I stop and look at her, a child’s school sweatshirt in my hand. “Do you remember being young and having washing to do?” I ask.

“It’s all somewhere else. My father was there.”

“You’re always talking about your father but you never mention your mother,” I say.

“Well, she was there, I expect. But I didn’t know her, really.”

“Why’s that? Didn’t you get along well?”

Nancy’s eyes are watering. It’s hard to know if this is weeping or whether the smell of detergent has triggered her allergic rhinitis. The rhinitis distracts her.

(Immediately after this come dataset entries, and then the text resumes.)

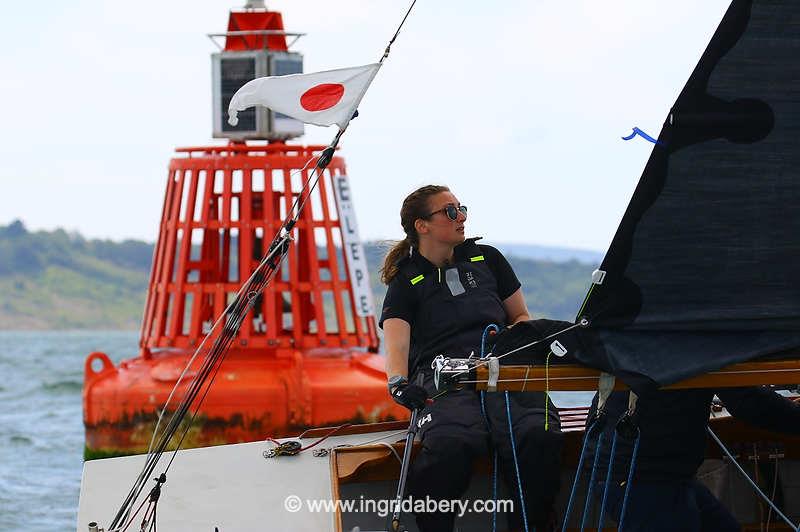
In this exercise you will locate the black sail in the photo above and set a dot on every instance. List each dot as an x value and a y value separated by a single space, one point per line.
704 269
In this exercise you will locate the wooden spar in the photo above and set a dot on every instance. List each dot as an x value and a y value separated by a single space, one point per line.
579 378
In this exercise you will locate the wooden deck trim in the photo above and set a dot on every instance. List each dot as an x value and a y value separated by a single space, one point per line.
579 378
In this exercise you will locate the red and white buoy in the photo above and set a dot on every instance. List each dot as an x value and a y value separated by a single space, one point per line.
307 353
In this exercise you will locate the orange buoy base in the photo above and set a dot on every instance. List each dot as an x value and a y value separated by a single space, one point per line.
252 397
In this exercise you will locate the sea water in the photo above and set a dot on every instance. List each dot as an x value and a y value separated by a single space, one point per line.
41 423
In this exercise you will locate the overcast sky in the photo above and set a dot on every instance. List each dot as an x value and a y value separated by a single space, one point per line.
518 106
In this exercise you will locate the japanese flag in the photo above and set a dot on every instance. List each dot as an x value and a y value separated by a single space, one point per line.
320 98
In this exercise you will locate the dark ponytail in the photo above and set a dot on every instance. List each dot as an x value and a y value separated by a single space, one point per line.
415 206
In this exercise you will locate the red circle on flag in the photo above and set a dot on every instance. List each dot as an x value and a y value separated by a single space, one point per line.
321 97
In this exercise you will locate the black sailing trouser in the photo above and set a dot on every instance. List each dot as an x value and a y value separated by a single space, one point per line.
454 434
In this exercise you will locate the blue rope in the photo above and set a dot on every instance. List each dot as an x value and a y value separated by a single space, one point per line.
592 476
630 478
516 464
486 420
586 436
608 480
753 484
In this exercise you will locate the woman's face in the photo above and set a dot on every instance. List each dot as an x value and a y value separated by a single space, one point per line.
439 227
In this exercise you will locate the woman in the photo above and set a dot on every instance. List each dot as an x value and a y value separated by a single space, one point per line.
443 292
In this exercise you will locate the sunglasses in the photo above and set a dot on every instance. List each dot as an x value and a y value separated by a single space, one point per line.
451 211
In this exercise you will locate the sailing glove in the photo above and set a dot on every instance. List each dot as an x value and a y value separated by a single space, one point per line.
410 396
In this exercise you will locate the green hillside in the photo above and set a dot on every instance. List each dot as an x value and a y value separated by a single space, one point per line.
60 280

“I used to go along the street, you know, and I’d be crying. I have these terrible watery eyes and people would stop me and say, ‘What on earth’s the matter?’ and I’d say it’s just my watery eyes but you could see they didn’t believe it.”

“That’s a shame, poor you.”

“They’d stop me in the street and say, ‘What’s the matter with you?’ and I’d tell them straight, I have this condition but you could see they didn’t believe a word of it.”

“Didn’t they? That must have been annoying.”

“I’d be walking along the road, and people would see me crying and it was amazing really—”

“Shall we stop now and have some coffee?” I interject.

What would we do without coffee breaks? They stitch the caregiver’s day together.

We sit at the table and eat cake. Nancy is buzzing with energy but I am exhausted. The only real benefit is to the state of the house. I am that most conflicted of creatures, a house-proud sloth, so all this effort pays off in terms of the secret pleasure I take in order. Like nature, I can’t abide a vacuum (cleaner), but on the other hand I can’t settle to writing if the carpets are filthy, a curse that may be peculiar to womankind. So this is how I live now. I make an effort to be Mrs. Tiggy-Winkle in the mornings, and to include the elderly, confused hedgehog of my acquaintance in housewifely activities. Then, after lunch, counting on the aftereffects of physical effort and the sedating power of a cheese toastie, I chum my mother-in-law in her TV room. Nancy mutters and twiddles and hand-rubs away, and then dozes in front of the television and I—though sitting with her, in Morris’s electric armchair—disappear into my preferred world of words.